La demanderesse a fait affaire avec l'agence de voyages défenderesse pour une excursion au camp de base de l'Everest. Or, le matin du 2 avril 2008, elle ressentait une fatigue extrême, des tremblements, des vertiges ainsi que des palpitations et elle se sentait nauséeuse. Après une discussion avec le défendeur, qui guidait le groupe, un itinéraire modifié a été préparé afin qu'elle redescende à une altitude plus sécuritaire. Un porteur népalais d'expérience a été désigné pour l'accompagner pendant les 2 jours du chemin du retour. La demanderesse prétend avoir été laissée à elle-même, sans médicaments contre le mal de l'altitude, lesquels avaient été conservés par le guide, sans argent et sans réseau cellulaire, en proie à une situation anxiogène, voire dangereuse. Elle réclame 5 000 $ aux défendeurs pour avoir porté atteinte à son droit protégé par l'article 2 de la Charte des droits et libertés de la personne ainsi que 5 000 $ à titre de dommages contractuels.
Décision
Les défendeurs n'ont pas porté atteinte au droit de la demanderesse d'obtenir du secours. Elle n'a pas été laissée à elle-même et sa vie n'a pas été en péril. La décision de rebrousser chemin a été mûrement réfléchie et discutée avec le défendeur, un guide d'expérience ayant une quinzaine d'expéditions semblables à son actif.

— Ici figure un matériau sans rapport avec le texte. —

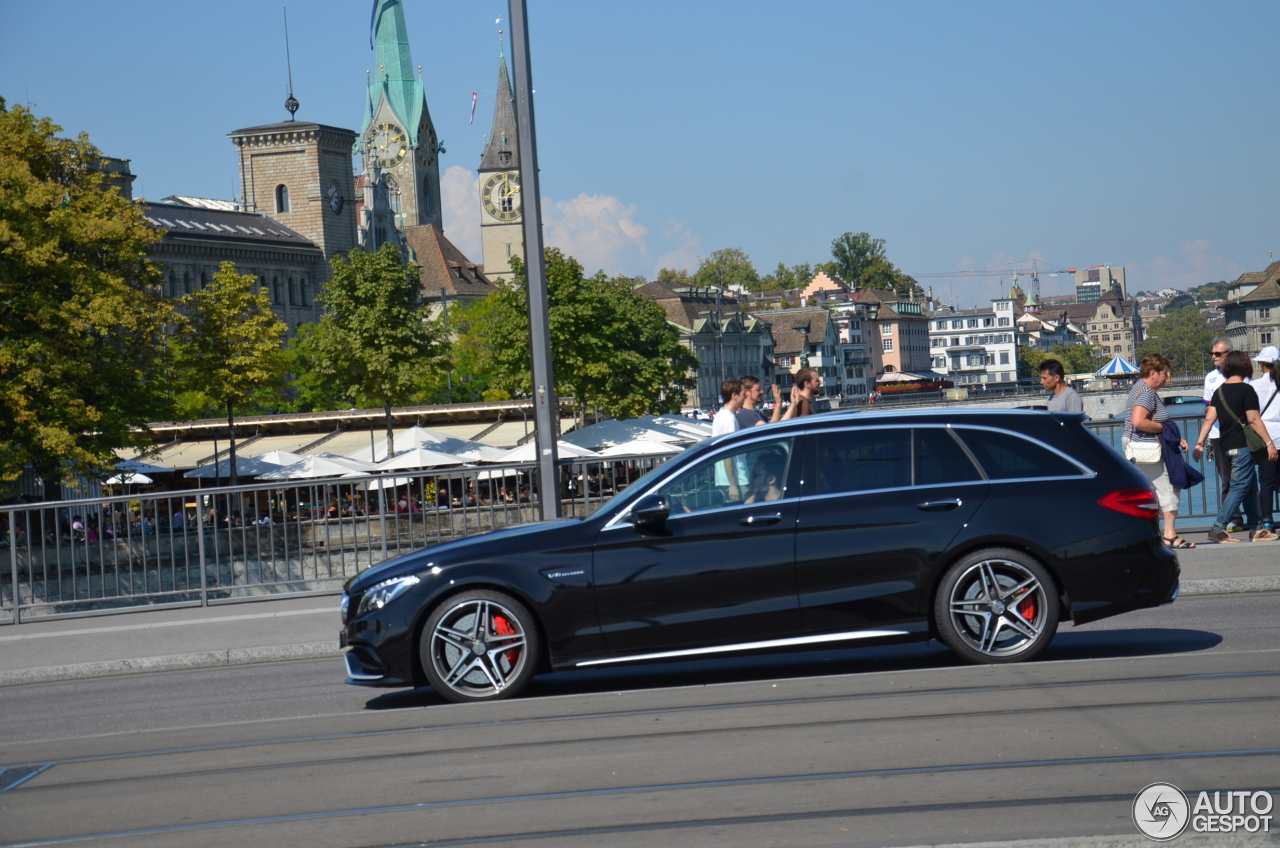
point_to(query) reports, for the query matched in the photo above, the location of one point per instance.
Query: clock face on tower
(501, 195)
(388, 142)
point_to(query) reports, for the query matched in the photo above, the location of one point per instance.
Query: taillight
(1142, 504)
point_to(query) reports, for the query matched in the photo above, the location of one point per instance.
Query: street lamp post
(545, 401)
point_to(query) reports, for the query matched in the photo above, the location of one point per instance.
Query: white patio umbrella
(245, 466)
(681, 424)
(142, 468)
(319, 465)
(641, 446)
(124, 479)
(433, 441)
(417, 457)
(528, 452)
(613, 432)
(280, 457)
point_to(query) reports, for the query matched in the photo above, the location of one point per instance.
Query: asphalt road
(854, 747)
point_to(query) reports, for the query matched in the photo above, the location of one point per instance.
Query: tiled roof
(444, 265)
(787, 323)
(195, 222)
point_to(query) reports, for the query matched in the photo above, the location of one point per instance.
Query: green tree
(228, 345)
(727, 267)
(860, 260)
(612, 349)
(376, 342)
(82, 355)
(1077, 359)
(1183, 337)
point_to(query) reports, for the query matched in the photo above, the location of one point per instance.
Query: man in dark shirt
(749, 416)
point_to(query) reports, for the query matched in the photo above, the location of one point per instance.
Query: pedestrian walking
(1063, 397)
(1269, 470)
(726, 419)
(1216, 455)
(749, 415)
(1144, 416)
(1242, 437)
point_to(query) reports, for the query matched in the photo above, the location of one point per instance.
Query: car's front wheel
(479, 646)
(996, 606)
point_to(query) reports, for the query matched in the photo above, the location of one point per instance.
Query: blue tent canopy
(1118, 366)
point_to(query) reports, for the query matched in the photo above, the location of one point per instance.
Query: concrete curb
(1230, 586)
(172, 662)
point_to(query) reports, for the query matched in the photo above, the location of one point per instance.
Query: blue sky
(967, 135)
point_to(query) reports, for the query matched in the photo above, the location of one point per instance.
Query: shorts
(1159, 477)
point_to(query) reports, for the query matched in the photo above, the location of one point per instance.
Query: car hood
(472, 547)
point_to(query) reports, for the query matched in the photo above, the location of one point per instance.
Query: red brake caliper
(1027, 607)
(503, 628)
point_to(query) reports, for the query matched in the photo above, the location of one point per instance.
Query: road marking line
(168, 624)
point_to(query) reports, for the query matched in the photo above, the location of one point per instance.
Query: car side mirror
(652, 509)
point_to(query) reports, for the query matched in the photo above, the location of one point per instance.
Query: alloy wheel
(999, 607)
(479, 648)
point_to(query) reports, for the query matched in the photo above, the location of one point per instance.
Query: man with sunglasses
(1221, 460)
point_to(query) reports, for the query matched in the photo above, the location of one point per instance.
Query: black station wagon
(983, 529)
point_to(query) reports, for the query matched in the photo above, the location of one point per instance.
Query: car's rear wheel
(479, 646)
(996, 606)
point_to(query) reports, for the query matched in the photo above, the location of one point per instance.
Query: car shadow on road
(1068, 644)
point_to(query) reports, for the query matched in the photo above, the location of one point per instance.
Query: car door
(881, 505)
(720, 570)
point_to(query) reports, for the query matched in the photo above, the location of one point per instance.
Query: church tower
(398, 142)
(501, 224)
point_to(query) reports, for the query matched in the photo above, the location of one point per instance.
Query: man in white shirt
(1221, 347)
(726, 419)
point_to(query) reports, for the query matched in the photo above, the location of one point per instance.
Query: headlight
(383, 593)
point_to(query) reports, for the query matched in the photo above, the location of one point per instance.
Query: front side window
(749, 475)
(1005, 456)
(863, 460)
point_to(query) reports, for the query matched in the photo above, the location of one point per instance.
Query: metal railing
(223, 545)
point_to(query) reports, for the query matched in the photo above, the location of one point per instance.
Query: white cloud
(460, 201)
(599, 231)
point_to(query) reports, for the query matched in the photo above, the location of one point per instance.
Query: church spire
(501, 153)
(394, 63)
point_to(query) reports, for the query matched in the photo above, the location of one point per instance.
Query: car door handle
(760, 520)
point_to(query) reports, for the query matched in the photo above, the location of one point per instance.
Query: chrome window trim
(749, 646)
(718, 452)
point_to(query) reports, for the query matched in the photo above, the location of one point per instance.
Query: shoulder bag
(1256, 443)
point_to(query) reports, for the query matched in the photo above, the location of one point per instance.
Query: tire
(1011, 623)
(466, 662)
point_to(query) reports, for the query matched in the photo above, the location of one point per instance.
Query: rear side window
(940, 459)
(864, 459)
(1005, 457)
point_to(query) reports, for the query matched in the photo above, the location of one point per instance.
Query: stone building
(726, 340)
(201, 235)
(501, 220)
(1252, 309)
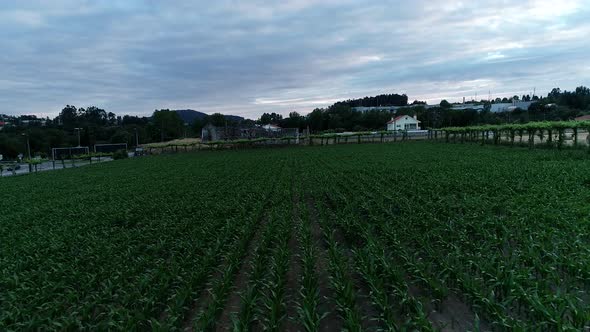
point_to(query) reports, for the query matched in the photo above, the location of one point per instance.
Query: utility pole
(28, 152)
(78, 129)
(28, 145)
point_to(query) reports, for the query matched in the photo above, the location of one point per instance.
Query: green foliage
(120, 154)
(389, 234)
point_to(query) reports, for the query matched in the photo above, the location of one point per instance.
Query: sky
(249, 57)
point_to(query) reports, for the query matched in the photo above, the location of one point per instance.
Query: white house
(404, 122)
(271, 127)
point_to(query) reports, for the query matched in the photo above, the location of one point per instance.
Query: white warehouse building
(403, 122)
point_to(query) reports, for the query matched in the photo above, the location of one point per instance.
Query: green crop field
(407, 236)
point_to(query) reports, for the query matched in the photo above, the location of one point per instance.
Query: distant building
(509, 107)
(271, 127)
(228, 133)
(403, 122)
(388, 108)
(475, 107)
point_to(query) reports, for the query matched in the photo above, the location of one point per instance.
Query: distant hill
(189, 116)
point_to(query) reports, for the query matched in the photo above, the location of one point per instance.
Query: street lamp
(78, 129)
(28, 145)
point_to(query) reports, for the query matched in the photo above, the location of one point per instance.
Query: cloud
(249, 57)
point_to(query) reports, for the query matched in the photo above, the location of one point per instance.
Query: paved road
(49, 166)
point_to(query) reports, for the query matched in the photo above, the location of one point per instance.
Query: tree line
(97, 125)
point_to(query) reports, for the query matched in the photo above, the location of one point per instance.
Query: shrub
(120, 154)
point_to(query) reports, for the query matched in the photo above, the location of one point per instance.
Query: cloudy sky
(249, 57)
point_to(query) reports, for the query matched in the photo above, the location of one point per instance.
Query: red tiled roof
(395, 119)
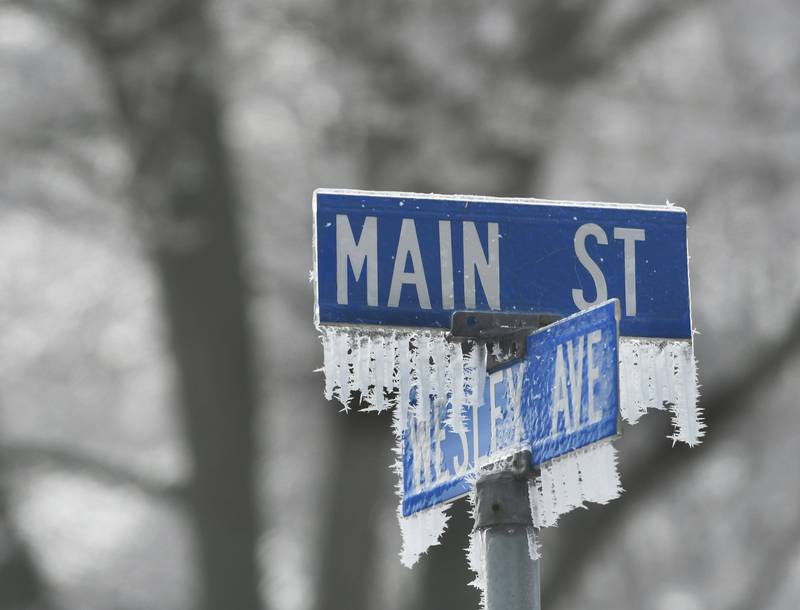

Celui-ci lui a préparé un nouvel itinéraire et il a désigné le meilleur porteur népalais disponible pour accompagner la demanderesse. Ce porteur ne parlait ni le français ni l'anglais, mais il a fait son travail en transportant le matériel de la demanderesse, en lui indiquant correctement le chemin à suivre et en l'emmenant le plus rapidement possible à une altitude sécuritaire. La demanderesse détenait par ailleurs une carte de crédit pour subvenir à ses besoins en attendant le retour du groupe. Quant à l'absence de réseau cellulaire, elle n'a rien d'étonnant dans la région de l'Everest. Dans les circonstances, le défendeur, qui devait continuer l'excursion avec les autres membres du groupe, a agi de la meilleure manière possible. Le fait qu'il ait gardé avec lui les médicaments spécialisés destinés à la demanderesse après avoir décidé qu'elle devait rebrousser chemin ne constitue pas non plus un refus de lui porter secours.
Par ailleurs, il est indéniable que la demanderesse a subi des dommages après avoir dû rebrousser chemin en empruntant le nouvel itinéraire préparé pour elle. Elle témoigne avoir vécu des moments d'angoisse qui se sont matérialisés par 2 arrêts de travail après son retour au pays. Or, les publications sur sa page Facebook durant cette période incitent le tribunal à nuancer son témoignage. Le stress et l'inquiétude qu'elle allègue avoir vécus ne sont pas attribuables à une faute ou à une inexécution contractuelle de la part des défendeurs. La demanderesse présentait d'ailleurs déjà une certaine fragilité à l'anxiété. D'autre part, l'information qui lui avait été transmise avant le voyage était adéquate et les risques inhérents à une expédition en altitude lui avaient été expliqués. Le guide a correctement évalué les symptômes rapportés par la demanderesse, qui n'avaient rien d'inquiétant à cette altitude. Par contre, il a probablement mésestimé l'anxiété de sa cliente ainsi que sa capacité à gérer les médicaments qui lui étaient destinés. Le fait de ne pas les avoir eus en sa possession pour redescendre vers une altitude inférieure a contribué au stress qu'elle a vécu. Cette erreur d'évaluation ayant eu un effet contributif, mais non principal, sur les dommages subis par la demanderesse pendant une période de 2 jours doit être évaluée de façon proportionnelle. Ainsi, une somme de 500 $ par jour est accordée à la demanderesse pour l'omission de lui remettre ses médicaments. Cette obligation d'assistance était toutefois celle de l'agence de voyages, et non celle du guide, qui n'a commis aucune faute.